Kubrick3

Das vergangene Jahr war ein fruchtbares, was deutschsprachige Publikationen auf dem Filmsektor anging. Das lag zum einen daran, dass Alfred Hitchcock 100 Jahre alt geworden wäre, hatte aber auch den traurigen Grund, dass am 7. März der nach vieler Ansicht “bedeutendste Filmregisseur aller Zeiten” – Stanley Kubrick – im Alter von 70 Jahren gestorben ist. Seine Hinterlassenschaft ist reichhaltig: Vom genialen Schlusswurf Eyes wide shut über zahllose Mythen, die um seine Filme und um seine Person gesponnen wurden bis hin zu einem Schwall an Literatur, die sich mit seiner Person und seinem Opus Magnum auseinandersetzt. Drei dieser Bücher möchte ich im Folgenden vorstellen.

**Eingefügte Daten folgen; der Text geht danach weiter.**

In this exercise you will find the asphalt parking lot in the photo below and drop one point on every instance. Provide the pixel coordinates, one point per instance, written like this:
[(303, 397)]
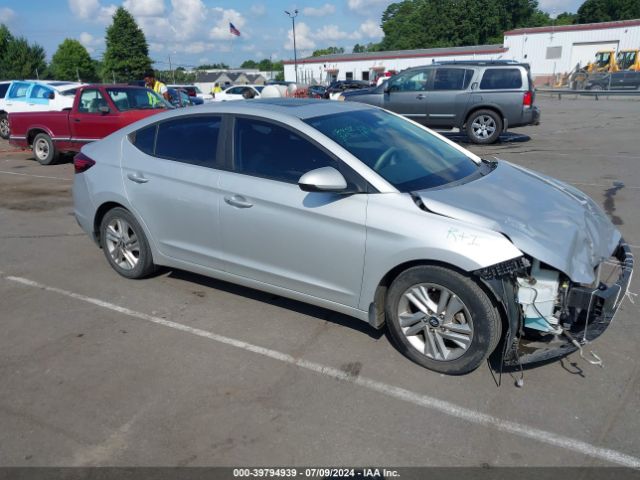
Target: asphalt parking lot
[(184, 370)]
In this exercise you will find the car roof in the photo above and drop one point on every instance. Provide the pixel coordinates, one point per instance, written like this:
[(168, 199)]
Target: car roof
[(276, 108)]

Da wäre zunächst Rolf Thissens Monografie “Stanley Kubrick – Der Architekt als Regi-sseur”. Thissens Buch, in der Heyne-Filmbibliothek erschienen, reiht sich nahtlos an ähnliche Veröffentlichungen des Verlages (etwa Robert Fischers David Lynch – Die dunkle Seite der Seele) an. Thissen verspricht im Titel eine Menge: Um das Architektonische in Kubricks Filmen soll es gehen. Im Vorwort rechnet er mit allen bisherigen Exegeten Kubricks ab. Ihre Paraphrasen “Despot, Kontrollfreak, Genie, …” seien “hirnrissig, oberflächlich und sehr kurz gedacht”. Nein: Kubrick ist nichts von alledem, er ist “Architekt”.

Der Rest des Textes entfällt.